In reply to George Megalogenis's Quarterly Essay, Balancing Act: Australia Between Recession and Renewal.

BALANCING ACT

Correspondence


Paul Strangio

George Megalogenis’s thought-provoking Quarterly Essay resonates with the widely held view that 21st-century Australia is mired in policy inertia, with successive federal governments having had neither the imagination nor the foresight to devise a coherent plan for the economy or society. 

While Megalogenis is advocating for an invigorated state, he wisely indicates that this is an undertaking not solely for those situated at the apex of executive government. As with previous eras of major transformation (the 1940s and 1980s), this project needs to be “collaborative.” On those earlier occasions, “strong bonds of trust existed between politics, bureaucracy, and the press, between the representatives of labour, capital and welfare.” This may be a somewhat rose-tinted view of the politics of those times, but the fundamental point stands. Meaningful and enduring reform is more likely to spring from distributed leadership and a community of ideas rather than the centralised decision-making favoured by recent prime ministers. As such, it is a little incongruous that the essay ultimately places so much weight on whether Malcolm Turnbull is the leader who can propel Australia towards the desired reconstruction (“He has to author a new model and run a long-term government”). 

Megalogenis notes that for Turnbull and the Liberals, embracing an activist state means defying their natural philosophical instincts – an inversion of Labor’s support for market economics in the 1980s. On the other hand, though Megalogenis doesn’t draw this connection, the logic of his analysis is that the policy cycle is gravitating in a direction more compatible with Labor traditions. He does observe that of recent prime ministers, the only one “who seriously tried to find a way out of the [policy] impasse was Rudd, but he lost focus after the global financial crisis.” My view is that it was under Julia Gillard’s leadership that Labor showed the most resolve in pursuing a persuasive post-market program. The ingredients included a carbon tax (accelerating the transition to a post-carbon economy will surely be integral to any significant future reform project); a needs-based education funding model; the National Disability Insurance Scheme (renewing the social contract); and the National Broadband Network.

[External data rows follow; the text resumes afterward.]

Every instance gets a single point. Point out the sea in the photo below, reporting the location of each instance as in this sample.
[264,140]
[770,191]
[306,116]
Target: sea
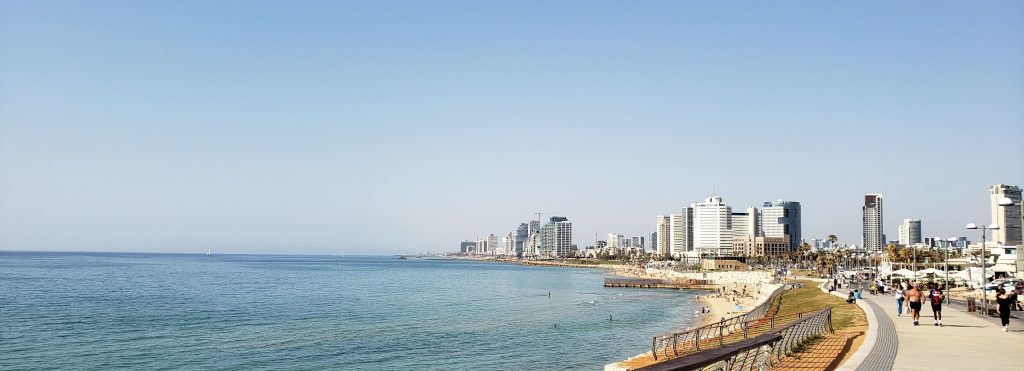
[64,311]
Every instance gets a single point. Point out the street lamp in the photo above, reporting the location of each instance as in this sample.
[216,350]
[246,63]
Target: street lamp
[993,227]
[945,264]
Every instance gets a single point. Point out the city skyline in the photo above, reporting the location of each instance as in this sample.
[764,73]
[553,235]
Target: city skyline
[321,127]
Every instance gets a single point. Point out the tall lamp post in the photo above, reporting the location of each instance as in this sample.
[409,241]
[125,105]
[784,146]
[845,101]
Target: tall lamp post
[984,297]
[945,265]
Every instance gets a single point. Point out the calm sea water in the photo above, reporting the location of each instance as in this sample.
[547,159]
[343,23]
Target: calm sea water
[105,311]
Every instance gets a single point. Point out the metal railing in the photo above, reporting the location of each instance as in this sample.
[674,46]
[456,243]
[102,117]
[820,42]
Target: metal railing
[760,346]
[679,343]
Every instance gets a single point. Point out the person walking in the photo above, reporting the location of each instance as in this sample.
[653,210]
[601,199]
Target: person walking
[1003,301]
[936,295]
[914,297]
[899,301]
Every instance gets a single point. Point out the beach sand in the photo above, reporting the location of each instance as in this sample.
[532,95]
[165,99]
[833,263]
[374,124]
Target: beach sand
[724,306]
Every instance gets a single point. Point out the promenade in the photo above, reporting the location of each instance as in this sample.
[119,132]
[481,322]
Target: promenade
[967,341]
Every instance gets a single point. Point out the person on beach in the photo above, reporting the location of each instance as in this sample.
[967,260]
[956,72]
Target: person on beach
[899,301]
[914,297]
[936,295]
[1003,300]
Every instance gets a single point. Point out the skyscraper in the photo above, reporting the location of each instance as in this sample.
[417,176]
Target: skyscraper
[712,235]
[663,239]
[873,238]
[909,232]
[556,237]
[521,234]
[745,223]
[681,233]
[780,218]
[1008,217]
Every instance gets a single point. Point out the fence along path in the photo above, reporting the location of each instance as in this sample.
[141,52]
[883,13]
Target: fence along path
[758,348]
[718,334]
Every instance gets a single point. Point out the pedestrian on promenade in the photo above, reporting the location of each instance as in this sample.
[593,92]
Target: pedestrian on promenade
[899,301]
[914,297]
[936,295]
[1003,300]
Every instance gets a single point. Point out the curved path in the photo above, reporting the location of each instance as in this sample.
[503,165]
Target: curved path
[967,341]
[883,353]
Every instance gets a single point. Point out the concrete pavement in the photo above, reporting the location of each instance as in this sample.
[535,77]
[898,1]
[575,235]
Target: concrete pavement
[966,341]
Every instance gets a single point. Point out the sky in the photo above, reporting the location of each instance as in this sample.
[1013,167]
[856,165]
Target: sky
[348,127]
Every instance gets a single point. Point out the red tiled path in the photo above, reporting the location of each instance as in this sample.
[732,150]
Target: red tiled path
[825,354]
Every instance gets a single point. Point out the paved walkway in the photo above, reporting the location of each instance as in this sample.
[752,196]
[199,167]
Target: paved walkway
[966,342]
[823,355]
[883,355]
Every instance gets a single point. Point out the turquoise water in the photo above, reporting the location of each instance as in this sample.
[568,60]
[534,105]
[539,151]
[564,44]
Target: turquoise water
[108,311]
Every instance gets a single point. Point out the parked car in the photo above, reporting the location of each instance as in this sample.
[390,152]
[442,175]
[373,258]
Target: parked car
[1007,284]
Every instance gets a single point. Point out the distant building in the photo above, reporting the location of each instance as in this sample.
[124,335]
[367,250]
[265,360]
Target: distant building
[1008,217]
[663,236]
[556,237]
[724,263]
[873,238]
[616,241]
[638,242]
[909,232]
[782,218]
[760,246]
[712,235]
[744,223]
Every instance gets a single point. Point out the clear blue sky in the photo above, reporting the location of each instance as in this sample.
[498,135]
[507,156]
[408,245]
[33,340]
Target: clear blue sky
[395,126]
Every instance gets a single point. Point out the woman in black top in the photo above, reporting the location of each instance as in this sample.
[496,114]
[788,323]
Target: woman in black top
[1003,299]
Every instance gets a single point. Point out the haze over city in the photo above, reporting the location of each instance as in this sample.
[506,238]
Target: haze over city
[391,127]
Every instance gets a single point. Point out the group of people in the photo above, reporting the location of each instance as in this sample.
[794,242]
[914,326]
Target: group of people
[912,297]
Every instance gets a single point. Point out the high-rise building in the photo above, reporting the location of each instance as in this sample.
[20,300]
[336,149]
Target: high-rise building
[508,244]
[681,233]
[616,240]
[873,238]
[744,223]
[556,237]
[521,234]
[780,218]
[663,236]
[638,242]
[909,232]
[1008,217]
[712,235]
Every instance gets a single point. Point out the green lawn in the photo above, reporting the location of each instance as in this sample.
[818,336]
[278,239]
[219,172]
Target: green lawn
[810,298]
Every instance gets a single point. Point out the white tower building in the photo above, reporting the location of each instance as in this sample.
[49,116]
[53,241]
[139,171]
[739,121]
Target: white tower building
[712,233]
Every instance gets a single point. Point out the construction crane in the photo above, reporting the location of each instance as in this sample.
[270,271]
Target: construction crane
[539,213]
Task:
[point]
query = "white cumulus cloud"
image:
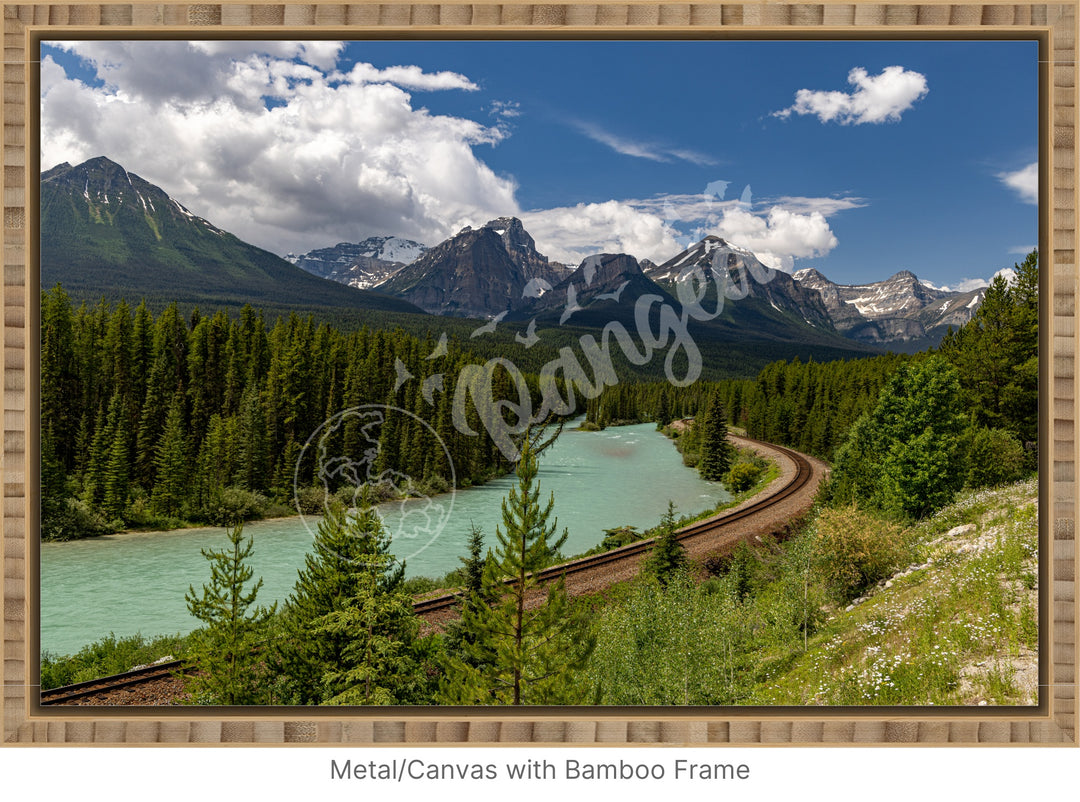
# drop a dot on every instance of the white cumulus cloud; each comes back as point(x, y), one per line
point(570, 233)
point(268, 141)
point(1024, 181)
point(875, 99)
point(659, 228)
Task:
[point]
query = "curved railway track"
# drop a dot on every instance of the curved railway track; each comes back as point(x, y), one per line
point(81, 691)
point(804, 473)
point(629, 554)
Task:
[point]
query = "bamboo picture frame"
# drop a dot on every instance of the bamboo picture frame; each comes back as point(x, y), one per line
point(1053, 721)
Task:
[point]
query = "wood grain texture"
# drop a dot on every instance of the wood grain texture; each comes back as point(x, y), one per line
point(1054, 722)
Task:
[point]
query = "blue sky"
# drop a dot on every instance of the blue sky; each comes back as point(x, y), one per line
point(859, 159)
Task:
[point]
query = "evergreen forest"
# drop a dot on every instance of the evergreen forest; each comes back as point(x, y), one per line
point(159, 418)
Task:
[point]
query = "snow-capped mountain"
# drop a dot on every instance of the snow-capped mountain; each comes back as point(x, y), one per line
point(361, 264)
point(602, 286)
point(477, 273)
point(901, 312)
point(716, 262)
point(105, 231)
point(900, 309)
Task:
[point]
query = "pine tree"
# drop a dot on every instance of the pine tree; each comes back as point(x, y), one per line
point(536, 649)
point(117, 474)
point(338, 567)
point(716, 452)
point(667, 557)
point(225, 651)
point(377, 626)
point(171, 462)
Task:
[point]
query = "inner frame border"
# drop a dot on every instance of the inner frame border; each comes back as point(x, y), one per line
point(1052, 721)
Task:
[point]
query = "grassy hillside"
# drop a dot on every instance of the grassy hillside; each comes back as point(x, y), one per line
point(958, 625)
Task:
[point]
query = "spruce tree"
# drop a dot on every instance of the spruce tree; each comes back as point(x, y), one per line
point(716, 452)
point(378, 628)
point(171, 462)
point(226, 649)
point(537, 646)
point(117, 474)
point(667, 557)
point(343, 554)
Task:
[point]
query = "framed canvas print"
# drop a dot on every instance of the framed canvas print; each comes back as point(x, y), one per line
point(520, 374)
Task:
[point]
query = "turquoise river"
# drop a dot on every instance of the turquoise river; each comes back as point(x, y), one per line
point(135, 582)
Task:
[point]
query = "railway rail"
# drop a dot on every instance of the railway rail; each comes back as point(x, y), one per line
point(81, 691)
point(804, 473)
point(707, 528)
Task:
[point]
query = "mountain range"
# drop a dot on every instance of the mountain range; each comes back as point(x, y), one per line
point(495, 271)
point(107, 231)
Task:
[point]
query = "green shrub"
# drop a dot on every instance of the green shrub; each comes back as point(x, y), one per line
point(235, 504)
point(311, 500)
point(742, 476)
point(71, 519)
point(853, 551)
point(994, 457)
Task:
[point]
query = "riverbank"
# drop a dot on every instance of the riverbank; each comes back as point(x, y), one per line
point(601, 480)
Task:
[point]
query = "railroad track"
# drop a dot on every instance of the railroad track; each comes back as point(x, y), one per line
point(709, 527)
point(804, 473)
point(79, 691)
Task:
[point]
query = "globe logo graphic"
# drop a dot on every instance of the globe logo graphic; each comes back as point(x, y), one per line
point(346, 452)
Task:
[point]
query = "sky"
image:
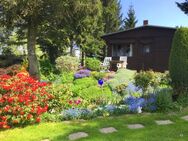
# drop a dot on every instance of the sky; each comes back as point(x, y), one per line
point(157, 12)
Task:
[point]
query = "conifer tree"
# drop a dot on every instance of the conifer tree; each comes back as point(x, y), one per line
point(130, 21)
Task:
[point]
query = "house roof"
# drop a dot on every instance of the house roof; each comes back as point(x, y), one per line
point(139, 27)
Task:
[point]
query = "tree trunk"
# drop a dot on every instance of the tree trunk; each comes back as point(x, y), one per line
point(32, 58)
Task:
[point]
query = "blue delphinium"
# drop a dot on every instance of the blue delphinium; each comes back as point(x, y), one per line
point(110, 108)
point(131, 88)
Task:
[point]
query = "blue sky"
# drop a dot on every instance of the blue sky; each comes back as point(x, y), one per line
point(157, 12)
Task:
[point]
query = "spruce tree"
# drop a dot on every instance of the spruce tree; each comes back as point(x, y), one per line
point(112, 16)
point(130, 21)
point(183, 6)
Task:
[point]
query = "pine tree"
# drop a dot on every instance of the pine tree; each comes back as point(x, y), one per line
point(130, 21)
point(183, 6)
point(112, 16)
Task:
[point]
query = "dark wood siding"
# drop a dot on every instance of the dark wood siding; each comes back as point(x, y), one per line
point(158, 39)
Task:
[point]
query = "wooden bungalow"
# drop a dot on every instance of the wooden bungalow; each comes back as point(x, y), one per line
point(146, 47)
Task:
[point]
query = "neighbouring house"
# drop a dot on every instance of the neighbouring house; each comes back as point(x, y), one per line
point(146, 47)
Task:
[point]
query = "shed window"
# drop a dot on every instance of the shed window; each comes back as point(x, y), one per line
point(146, 49)
point(122, 50)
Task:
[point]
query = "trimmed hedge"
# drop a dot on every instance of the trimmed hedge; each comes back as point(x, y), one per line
point(178, 63)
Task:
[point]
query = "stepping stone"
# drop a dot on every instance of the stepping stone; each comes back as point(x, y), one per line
point(107, 130)
point(135, 126)
point(78, 135)
point(45, 140)
point(185, 117)
point(163, 122)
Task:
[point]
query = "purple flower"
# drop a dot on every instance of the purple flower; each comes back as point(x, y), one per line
point(100, 82)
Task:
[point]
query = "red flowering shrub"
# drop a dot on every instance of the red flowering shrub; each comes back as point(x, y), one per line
point(22, 100)
point(11, 70)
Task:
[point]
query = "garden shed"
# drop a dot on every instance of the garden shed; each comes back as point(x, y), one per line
point(146, 47)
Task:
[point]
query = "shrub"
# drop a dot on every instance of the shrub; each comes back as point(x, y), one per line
point(46, 68)
point(93, 64)
point(164, 99)
point(133, 103)
point(11, 70)
point(122, 76)
point(80, 84)
point(76, 113)
point(64, 78)
point(64, 98)
point(178, 63)
point(22, 100)
point(98, 75)
point(82, 74)
point(67, 63)
point(146, 80)
point(97, 95)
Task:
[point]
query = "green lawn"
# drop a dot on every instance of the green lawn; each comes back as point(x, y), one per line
point(152, 132)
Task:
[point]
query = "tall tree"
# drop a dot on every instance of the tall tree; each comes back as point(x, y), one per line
point(130, 21)
point(30, 14)
point(112, 18)
point(183, 6)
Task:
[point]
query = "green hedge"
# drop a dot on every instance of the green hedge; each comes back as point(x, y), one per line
point(178, 63)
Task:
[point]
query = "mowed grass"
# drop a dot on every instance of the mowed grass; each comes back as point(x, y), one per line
point(178, 131)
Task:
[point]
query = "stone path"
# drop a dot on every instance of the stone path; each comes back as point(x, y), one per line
point(45, 140)
point(135, 126)
point(77, 135)
point(185, 118)
point(163, 122)
point(107, 130)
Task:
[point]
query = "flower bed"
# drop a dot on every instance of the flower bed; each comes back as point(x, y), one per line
point(22, 100)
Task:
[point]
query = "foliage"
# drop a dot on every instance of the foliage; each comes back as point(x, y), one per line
point(182, 99)
point(82, 74)
point(183, 6)
point(93, 64)
point(111, 17)
point(80, 84)
point(11, 70)
point(22, 100)
point(134, 103)
point(64, 78)
point(97, 95)
point(67, 63)
point(77, 114)
point(178, 63)
point(46, 67)
point(122, 76)
point(98, 75)
point(64, 98)
point(130, 21)
point(164, 99)
point(121, 89)
point(146, 79)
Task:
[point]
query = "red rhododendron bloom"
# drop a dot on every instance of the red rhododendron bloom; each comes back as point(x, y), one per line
point(38, 119)
point(23, 99)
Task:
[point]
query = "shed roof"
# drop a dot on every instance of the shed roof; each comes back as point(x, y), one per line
point(139, 27)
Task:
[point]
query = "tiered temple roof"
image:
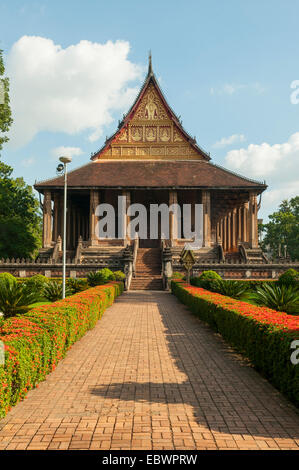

The politics, however, were hopelessly loaded against Gillard and she showed a frustrating incapacity to articulate how the aforementioned elements constituted a cohesive agenda.

To my mind, one of the most interesting aspects of Balancing Act is the way in which Megalogenis uses history as a reference point and is alive to past policy cycles. He suggests that what Australia needs is a paradigm shift equivalent to two previous policy turning points: the post-war reconstruction of the 1940s, and the 1980s market liberalisation. It is a point worth developing. There is some intriguing North American political science literature that analyses the rise and fall of policy regimes and examines how they correlate with, and help determine, the cycles of (presidential) politics. We can discern something roughly similar when we reflect upon the patterns of twentieth-century Australia. The interwar period has long been recognised as one marked by political stasis and policy stagnation. A new order had to await the election of the Curtin government, its senior members steeled, as Megalogenis observes, by the abject experience of Jim Scullin’s Depression-era Labor administration. They also harnessed new (Keynesian-inspired) ideas and strengthened institutional arrangements through the recruitment of “experts” to the heart of government and by collaborating with an invigorated public service to usher in the managed economy. In turn, that model was consolidated during the long boom presided over by Robert Menzies. 

By the late 1960s, however, the post-war policy settlement came under strain as international financial arrangements fractured and domestic economic disorder grew. Australian politics entered another period of instability and policy flux, with governments either clinging to established verities or pre-emptively seeking a fresh direction at a point when conditions were not yet fully ripe. It was, of course, the Hawke–Keating Labor government, learning from the chaos of the Whitlam years, but also benefiting from the gestation of deregulatory ideas and the maturing of institutional innovations begun under its Labor predecessor, that instigated a new market-based policy settlement in the 1980s. This was entrenched in the early years of John Howard’s prime ministership. Since the early 2000s, however, there have been signs of regime decay, manifested in a return to policy complacency (Megalogenis is biting about the negligence of Howard’s latter terms), the proliferation of intractable problems and an outbreak of political skittishness, set against the background of increased global uncertainty. 

Needless to say, the notion of large-scale policy cycles cannot by itself account for recent political upheavals and policy confusion (the altered media landscape, party decline and institutional disequilibrium are clearly contributing), but nor is it irrelevant. Policy cycles can indeed help us understand why opportunities for governments and their leaders wax and wane over time: they are not all created equal. In any case, we should be grateful to George Megalogenis for challenging us to look beyond the existing (declining) status quo and for his brave intuition of the coming policy wave. 

Paul Strangio


Paul Strangio is an associate professor of politics at Monash University. His most recent book is Settling the Office: The Australian Prime Ministership from Federation to Reconstruction (co-authored with Paul ’t Hart and James Walter).